D’après l’Armenian National Institute de Washington, seule une trentaine de pays incluant la France et la Russie ont reconnu le génocide.
Voici la position actuelle de la Turquie sur le sujet : elle reconnaît officiellement que des meurtres et des expulsions d’Arméniens ont été commis sous l’Empire Ottoman mais considère qu’il ne s’agit pas d’un génocide mais d’une guerre civile entre communautés provoquée par le conflit de la première Guerre Mondiale. Les violences étaient, d’après la Turquie, favorisées par la peur de la naissance d’une alliance entre la communauté arménienne et la Russie.

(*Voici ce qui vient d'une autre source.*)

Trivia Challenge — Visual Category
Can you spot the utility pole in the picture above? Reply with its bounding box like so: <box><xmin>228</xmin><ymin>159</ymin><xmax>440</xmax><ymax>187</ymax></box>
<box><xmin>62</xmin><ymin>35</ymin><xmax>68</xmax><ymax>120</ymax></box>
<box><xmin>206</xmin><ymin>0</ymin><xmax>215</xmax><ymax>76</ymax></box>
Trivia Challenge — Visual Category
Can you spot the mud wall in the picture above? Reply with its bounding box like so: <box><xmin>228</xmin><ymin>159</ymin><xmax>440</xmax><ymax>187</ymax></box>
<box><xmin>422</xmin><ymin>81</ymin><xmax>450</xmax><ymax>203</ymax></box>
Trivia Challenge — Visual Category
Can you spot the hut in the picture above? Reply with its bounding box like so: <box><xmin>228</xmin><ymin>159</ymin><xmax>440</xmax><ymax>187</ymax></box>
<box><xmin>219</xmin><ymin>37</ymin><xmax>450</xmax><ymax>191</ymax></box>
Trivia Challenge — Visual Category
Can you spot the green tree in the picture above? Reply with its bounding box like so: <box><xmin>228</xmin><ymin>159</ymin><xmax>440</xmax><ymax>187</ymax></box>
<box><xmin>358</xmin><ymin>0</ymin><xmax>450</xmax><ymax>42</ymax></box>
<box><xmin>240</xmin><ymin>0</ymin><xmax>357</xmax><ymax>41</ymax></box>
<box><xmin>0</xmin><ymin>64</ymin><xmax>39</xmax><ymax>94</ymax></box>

« Le premier génocide du XXe siècle » selon le Pape François
A la fin du XIXe siècle, les arméniens forment une minorité chrétienne de deux millions d’habitants sous l’Empire Ottoman. Accusés de collaborer avec les « ennemis » de l’Empire de l’époque, le Sultan Hamid II orchestre une série de massacres à partir de 1894.

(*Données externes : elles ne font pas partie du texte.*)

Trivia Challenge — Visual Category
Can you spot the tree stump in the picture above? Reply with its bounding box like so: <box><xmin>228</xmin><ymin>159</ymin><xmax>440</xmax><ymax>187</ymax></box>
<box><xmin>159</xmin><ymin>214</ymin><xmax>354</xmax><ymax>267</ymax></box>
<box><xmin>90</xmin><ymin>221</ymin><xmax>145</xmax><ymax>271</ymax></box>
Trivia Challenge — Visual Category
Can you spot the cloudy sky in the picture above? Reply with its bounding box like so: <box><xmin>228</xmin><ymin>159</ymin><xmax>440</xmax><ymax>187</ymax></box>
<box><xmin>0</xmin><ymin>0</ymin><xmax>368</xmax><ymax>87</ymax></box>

En 1908, l’arrivée au pouvoir du mouvement des Jeunes Turcs à l’idéologie nationaliste et raciste vis-à-vis des minorités non-turques, amène à chercher à réinstaurer la puissance ottomane en déclin. Il perpétue des massacres qui ciblent les Arméniens malgré le soutien que ces derniers lui ont apporté durant la révolution contre le Sultan.
En 1914, l’Empire Ottoman entre dans le conflit mondial aux côtés de l’Allemagne. A partir de 1915, est mise en place une stratégie de déportation vers des camps et d’extermination de la communauté arménienne mais aussi des communautés grecques et assyro-chaldéennes. Entre 1915 et 1916, les deux tiers des Arméniens de l’Empire Ottoman sont exterminés. A la fin de la guerre, le nouveau gouvernement annonce poursuivre en justice les responsables des massacres.
A la fin de la guerre, l’Empire éclate et le traité de Sèvre prévoit la création d’un Etat indépendant arménien. Toutefois, le traité n’est pas ratifié, et c’est finalement le traité de Lausanne de 1923 qui partage le territoire prévu à cet effet entre l’URSS et le nouvel Etat Turc. Ce traité met également en place l’amnistie des actes commis entre 1914 et 1922, ce qui empêche les Arméniens de demander justice.
Ce n’est qu’à partir de 1965 que des premiers Etats commencent à reconnaître le génocide. En 1985, l’ONU adopte un rapport qui reconnaît que les Arméniens ont été victimes d’un génocide.
La République d’Arménie proclame son indépendance en 1991 à la suite de la chute de l’URSS.
D’après les estimations des historiens, entre 1,2 et 1,5 million d’Arméniens ont été tués par l’Empire Ottoman.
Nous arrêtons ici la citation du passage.